Así lo anunció el jefe de gabinete, Marcos Peña (sí, el mismo que importa las lamparitas que te obligan a comprar si no querés dejar tu sueldo en la factura de luz): “Muy buenos días. La ley ya está vetada”, fue el saludo con el que Peña recibió a los periodistas que aguardaban en la Casa Rosada.

Haciendo un breve repaso: los vetos anteriores fueron a la ley de emergencia ocupacional (que preveía, entre otras cosas, una “doble indemnización”); al proyecto de ley que establecía un régimen jubilatorio especial para ex combatientes de Malvinas (veto parcial); a una modificación de la Ley de Contrato de Trabajo que incorporaba la figura del Salario Mínimo Profesional;  a la declaración de interés nacional de la protección de las personas portadoras de trombofilia, y a la expropiación del hotel Bauen. (Datos extraídos de chequeado.com)

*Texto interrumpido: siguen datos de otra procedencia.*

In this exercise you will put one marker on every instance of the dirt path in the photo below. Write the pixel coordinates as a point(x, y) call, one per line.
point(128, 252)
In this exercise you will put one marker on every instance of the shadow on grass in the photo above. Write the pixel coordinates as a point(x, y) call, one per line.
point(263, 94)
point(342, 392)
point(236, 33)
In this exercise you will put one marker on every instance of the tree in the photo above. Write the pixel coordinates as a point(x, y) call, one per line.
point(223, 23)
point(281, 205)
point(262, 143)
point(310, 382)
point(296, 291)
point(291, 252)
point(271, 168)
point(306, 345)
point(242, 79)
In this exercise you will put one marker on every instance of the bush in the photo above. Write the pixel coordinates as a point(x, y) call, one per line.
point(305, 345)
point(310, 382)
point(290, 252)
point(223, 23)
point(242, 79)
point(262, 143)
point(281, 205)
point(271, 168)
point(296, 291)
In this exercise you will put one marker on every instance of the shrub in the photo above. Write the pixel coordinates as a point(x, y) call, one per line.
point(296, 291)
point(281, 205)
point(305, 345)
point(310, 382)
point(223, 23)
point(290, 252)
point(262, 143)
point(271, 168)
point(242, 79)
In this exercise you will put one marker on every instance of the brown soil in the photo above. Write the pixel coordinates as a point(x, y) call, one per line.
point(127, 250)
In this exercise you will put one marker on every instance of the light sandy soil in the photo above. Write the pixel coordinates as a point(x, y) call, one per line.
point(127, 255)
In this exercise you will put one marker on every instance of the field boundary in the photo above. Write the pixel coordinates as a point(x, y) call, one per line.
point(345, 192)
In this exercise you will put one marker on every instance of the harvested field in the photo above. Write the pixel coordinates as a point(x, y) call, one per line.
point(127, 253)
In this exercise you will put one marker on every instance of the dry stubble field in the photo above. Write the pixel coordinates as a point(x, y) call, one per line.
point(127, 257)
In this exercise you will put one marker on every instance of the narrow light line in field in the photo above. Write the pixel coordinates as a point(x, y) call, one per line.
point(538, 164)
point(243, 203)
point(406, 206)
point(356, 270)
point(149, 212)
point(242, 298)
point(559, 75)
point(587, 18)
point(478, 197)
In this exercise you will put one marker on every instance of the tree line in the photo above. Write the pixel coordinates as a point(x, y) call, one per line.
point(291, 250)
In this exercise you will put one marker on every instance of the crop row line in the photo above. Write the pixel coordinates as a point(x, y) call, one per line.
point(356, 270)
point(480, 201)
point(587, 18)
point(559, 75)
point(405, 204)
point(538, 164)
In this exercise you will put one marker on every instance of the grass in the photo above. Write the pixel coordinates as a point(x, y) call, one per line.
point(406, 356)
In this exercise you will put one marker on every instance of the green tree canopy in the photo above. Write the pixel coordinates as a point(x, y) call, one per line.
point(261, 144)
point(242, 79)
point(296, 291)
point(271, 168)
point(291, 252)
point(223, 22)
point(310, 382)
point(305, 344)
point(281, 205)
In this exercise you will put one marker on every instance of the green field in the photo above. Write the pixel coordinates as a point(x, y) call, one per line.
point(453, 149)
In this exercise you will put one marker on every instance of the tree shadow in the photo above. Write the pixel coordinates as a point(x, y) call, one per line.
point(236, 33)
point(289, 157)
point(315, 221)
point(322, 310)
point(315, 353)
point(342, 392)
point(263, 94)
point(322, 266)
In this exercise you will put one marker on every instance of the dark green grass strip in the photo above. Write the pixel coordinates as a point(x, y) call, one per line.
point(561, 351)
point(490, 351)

Lamentablemente, el pueblo seguirá hambreado porque sus gobernantes así lo imponen; pero si hay que sacar algo positivo de esta situación, es que el peronismo se mostró unido y la gente en las calles dice BASTA, aunque Marcos Peña haya declarado confiadamente que “Cambiemos va a ganar en 2019, porque la mayoría de los argentinos quieren seguir con el cambio”.